Eu tenho TPM. Na época em que apresentava o Bem Estar, na TV Globo, ouvi diversas vezes, de médicos diferentes, que existem mais de 150 sintomas relacionados à tensão pré-menstrual. Nenhum deles já tinha ouvido falar de um sintoma que eu tenho desde a adolescência: minha garganta arranha.
Aliás, minha garganta já me deu muito trabalho: perdi a voz diversas vezes ao longo da minha carreira de jornalista e hoje entendo que isso, muitas vezes, esteve relacionado aos “sapos que engoli”, às notícias que tive que dar e que nem eu gostaria de ouvir e também a algumas outras “cositas” que fui obrigada a dizer sem concordar.
Talvez valha dizer também que quando eu era criança fui chamada várias vezes de desafinada. Meus pais incentivavam meu irmão a cantar, mas quando nos deparávamos com um karaokê num hotel, por exemplo, tentavam me confortar dizendo que eu era boa em outras atividades.
Na época em que comecei a namorar, tive alguns parceiros que mudavam a estação do rádio quando eu começava a cantar. E pior: alguns diziam que era melhor não ouvir a música do que me ouvir tentando cantá-la.
Aos poucos, fui me silenciando. E por muito tempo não tive coragem de cantar.
Depois de pedir demissão, comecei a falar mais aquilo que penso e, especialmente, o que sinto. Passei também a me ouvir mais e a enxergar inclusive as feridas provocadas por estes tempos de “silêncio forçado”.
Em 2020, decidi fazer aula de canto. Outro dia, minha professora, Nicole Salmi, me contou que na faculdade tinha uma amiga que era atriz e que certa vez lhe disse: “Eu prefiro subir ao palco nua do que ter que cantar para o público.”
Nicole me explicou: “A voz revela tudo! Não dá para esconder o nervosismo, a ansiedade e o medo. O canto é o verdadeiro desnudar-se”.
Fiquei pensando sobre esta frase e me lembrando de quantas vezes minha voz ficou mais aguda quando estava nervosa ao entrar ao vivo no Jornal Nacional, por exemplo. Lembrei de muitas palestras em que eu achei melhor dizer logo ao público que estava ansiosa depois de reconhecer na minha própria voz meu medo de dizer alguma bobagem. É verdade: a voz revela tudo!

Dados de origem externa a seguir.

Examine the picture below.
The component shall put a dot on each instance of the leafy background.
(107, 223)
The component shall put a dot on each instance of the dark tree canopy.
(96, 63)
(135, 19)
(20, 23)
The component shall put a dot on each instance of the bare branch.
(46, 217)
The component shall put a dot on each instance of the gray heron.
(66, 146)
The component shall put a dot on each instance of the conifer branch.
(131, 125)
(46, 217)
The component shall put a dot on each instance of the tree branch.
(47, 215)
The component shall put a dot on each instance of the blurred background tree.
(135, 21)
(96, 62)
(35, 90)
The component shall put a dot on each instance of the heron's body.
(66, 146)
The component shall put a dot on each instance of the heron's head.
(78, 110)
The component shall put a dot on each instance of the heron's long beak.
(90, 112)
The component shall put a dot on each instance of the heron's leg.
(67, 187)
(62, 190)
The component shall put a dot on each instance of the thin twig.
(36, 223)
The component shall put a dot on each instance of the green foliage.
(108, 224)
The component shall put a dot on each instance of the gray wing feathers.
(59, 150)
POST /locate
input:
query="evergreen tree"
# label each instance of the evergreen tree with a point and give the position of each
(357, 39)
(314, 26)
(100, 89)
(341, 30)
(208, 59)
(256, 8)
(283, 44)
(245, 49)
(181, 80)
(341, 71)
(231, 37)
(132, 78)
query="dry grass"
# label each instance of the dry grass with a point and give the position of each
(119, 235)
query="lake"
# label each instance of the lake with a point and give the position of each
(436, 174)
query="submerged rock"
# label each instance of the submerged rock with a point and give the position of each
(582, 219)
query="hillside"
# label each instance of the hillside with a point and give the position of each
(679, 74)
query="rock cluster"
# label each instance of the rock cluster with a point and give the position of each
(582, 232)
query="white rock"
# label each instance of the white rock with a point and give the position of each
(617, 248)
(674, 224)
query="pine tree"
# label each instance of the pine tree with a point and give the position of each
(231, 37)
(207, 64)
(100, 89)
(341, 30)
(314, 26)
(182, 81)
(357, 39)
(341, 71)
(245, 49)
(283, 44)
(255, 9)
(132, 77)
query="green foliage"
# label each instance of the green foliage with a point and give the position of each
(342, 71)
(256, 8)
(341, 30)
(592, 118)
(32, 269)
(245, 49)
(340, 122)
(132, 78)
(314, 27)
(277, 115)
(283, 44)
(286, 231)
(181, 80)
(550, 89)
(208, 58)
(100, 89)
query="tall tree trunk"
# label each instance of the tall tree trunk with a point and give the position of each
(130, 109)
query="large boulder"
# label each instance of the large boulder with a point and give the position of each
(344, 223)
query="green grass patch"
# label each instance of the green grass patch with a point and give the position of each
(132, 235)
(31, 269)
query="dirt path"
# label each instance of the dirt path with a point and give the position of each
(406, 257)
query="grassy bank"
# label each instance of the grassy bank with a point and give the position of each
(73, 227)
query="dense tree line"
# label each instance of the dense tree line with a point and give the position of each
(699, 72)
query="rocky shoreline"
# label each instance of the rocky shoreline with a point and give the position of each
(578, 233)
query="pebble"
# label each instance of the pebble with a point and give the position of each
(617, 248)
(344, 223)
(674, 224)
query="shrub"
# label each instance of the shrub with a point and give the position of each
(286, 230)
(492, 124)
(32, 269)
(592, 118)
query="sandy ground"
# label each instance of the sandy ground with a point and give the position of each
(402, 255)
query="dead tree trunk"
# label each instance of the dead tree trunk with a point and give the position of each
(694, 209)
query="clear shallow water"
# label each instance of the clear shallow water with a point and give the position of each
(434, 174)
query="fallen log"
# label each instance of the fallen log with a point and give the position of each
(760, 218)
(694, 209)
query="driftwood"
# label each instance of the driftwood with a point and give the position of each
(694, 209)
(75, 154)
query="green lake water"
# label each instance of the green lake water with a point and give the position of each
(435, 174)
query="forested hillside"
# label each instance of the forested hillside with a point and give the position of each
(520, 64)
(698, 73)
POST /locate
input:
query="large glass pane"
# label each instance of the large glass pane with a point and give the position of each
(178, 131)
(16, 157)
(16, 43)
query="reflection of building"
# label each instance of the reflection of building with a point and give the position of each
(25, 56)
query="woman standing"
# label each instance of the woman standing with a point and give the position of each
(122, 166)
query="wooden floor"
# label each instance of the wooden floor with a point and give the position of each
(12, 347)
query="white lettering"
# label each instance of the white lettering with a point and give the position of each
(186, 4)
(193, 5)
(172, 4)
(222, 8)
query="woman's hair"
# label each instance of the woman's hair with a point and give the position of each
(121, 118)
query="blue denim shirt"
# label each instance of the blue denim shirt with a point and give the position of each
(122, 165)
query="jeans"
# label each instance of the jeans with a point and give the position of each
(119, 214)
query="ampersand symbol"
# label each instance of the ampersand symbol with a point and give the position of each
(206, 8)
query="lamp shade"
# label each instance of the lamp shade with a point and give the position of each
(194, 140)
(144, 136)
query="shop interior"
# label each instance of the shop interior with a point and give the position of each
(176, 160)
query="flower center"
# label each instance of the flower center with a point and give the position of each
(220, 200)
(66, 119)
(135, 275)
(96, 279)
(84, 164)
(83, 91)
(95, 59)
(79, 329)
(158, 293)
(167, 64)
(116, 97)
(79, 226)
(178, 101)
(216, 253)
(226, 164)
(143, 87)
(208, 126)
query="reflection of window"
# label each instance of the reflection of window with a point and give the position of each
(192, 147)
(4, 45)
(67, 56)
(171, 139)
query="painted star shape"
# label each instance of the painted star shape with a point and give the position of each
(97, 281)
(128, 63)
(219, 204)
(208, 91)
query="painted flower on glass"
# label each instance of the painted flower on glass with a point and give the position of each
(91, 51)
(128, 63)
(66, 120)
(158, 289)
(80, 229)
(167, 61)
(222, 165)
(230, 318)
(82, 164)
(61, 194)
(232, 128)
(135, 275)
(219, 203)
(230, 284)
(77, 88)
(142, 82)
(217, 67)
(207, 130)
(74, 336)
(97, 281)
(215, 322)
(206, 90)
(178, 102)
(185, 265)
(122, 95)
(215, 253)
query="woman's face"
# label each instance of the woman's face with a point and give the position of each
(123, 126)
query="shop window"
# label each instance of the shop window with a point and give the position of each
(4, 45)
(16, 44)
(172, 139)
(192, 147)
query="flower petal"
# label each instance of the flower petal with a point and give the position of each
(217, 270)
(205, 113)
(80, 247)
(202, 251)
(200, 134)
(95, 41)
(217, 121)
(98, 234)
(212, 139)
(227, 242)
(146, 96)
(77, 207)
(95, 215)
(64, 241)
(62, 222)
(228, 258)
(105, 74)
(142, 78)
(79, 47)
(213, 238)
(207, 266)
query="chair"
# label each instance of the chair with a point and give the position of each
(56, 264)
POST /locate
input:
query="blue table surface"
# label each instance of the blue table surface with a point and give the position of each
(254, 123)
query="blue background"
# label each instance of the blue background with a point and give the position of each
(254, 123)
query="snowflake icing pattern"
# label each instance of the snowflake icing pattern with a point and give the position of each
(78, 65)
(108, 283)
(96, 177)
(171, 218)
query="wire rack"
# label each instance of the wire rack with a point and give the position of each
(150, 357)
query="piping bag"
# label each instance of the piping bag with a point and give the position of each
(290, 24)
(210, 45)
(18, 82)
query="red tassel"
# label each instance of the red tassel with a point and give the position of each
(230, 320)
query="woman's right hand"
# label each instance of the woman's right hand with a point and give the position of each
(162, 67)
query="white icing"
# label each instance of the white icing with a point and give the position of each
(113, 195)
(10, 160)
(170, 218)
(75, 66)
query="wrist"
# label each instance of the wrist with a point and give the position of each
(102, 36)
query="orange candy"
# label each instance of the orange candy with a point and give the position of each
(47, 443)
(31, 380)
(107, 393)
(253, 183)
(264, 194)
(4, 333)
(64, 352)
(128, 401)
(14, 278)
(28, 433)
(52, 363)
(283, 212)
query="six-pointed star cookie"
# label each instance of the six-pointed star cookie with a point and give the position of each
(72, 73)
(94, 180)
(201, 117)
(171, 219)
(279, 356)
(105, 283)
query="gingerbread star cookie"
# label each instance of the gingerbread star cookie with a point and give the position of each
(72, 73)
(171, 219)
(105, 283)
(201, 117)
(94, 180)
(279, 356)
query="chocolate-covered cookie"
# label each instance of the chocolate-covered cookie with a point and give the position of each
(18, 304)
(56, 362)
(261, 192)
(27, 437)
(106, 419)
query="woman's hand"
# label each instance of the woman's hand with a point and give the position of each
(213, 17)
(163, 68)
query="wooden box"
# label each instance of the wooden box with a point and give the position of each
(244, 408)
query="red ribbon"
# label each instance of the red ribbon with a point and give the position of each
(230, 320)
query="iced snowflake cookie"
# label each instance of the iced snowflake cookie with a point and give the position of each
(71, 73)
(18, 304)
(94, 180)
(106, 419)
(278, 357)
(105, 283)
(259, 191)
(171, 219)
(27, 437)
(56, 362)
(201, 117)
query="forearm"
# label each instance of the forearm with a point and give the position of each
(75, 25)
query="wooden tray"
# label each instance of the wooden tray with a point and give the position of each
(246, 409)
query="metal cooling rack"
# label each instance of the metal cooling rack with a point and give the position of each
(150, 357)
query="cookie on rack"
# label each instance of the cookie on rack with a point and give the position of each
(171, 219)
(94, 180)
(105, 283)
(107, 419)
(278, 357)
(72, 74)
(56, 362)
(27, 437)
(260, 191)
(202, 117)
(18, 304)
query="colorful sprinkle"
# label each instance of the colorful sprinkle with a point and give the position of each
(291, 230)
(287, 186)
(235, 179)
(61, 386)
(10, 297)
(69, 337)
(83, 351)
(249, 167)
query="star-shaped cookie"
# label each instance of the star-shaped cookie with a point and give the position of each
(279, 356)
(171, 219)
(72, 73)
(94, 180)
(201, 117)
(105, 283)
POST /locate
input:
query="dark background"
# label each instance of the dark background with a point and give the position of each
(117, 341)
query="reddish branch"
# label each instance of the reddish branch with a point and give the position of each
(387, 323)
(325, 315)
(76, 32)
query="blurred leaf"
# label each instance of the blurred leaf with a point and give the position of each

A antropóloga Angeles Arrien, que estuda povos originários, diz que a voz é – e sempre foi – o primeiro e maior instrumento que o ser humano tem e mais do que isso: é também a expressão de cada um de nós no mundo. Ninguém tem uma voz igual, nem gêmeos. Pode ser parecida, mas nunca exatamente igual.
A voz revela o quanto somos únicos. Expressar-se integralmente com a voz é reconhecer a sua individualidade, sua potência, sua capacidade de se colocar como você no mundo!
Uau! Será que sabendo de tudo isso ainda quero cantar? Quero mais do que nunca!
É muito comum as crianças cantarem. Não estão preocupadas com notas, harmonia, ritmo – simplesmente cantam. Nós não: vamos vestindo a nossa voz com armaduras que tentam nos defender do julgamento dos outros e do nosso próprio. Com isso, acabamos perdendo o poder de nos expressarmos como somos.
Eu sei que nunca serei uma cantora virtuosa, mas venho tentando buscar cada vez mais minha expressão autêntica e me autorizar a coloca-la no mundo. Até porque, minha expressão não precisa mais do aval de ninguém, só do meu. Isso é pouco e MUITO ao mesmo tempo.
Cantar exige espaço e relaxamento.
E é aí que entra outra lição preciosa que a Nicole me deu: cantar é poder ouvir a sua desafinação, sustentar-se no incômodo de reconhecer-se imperfeita.
E aí, vai encarar este incômodo e me encontrar nos karaokês da vida?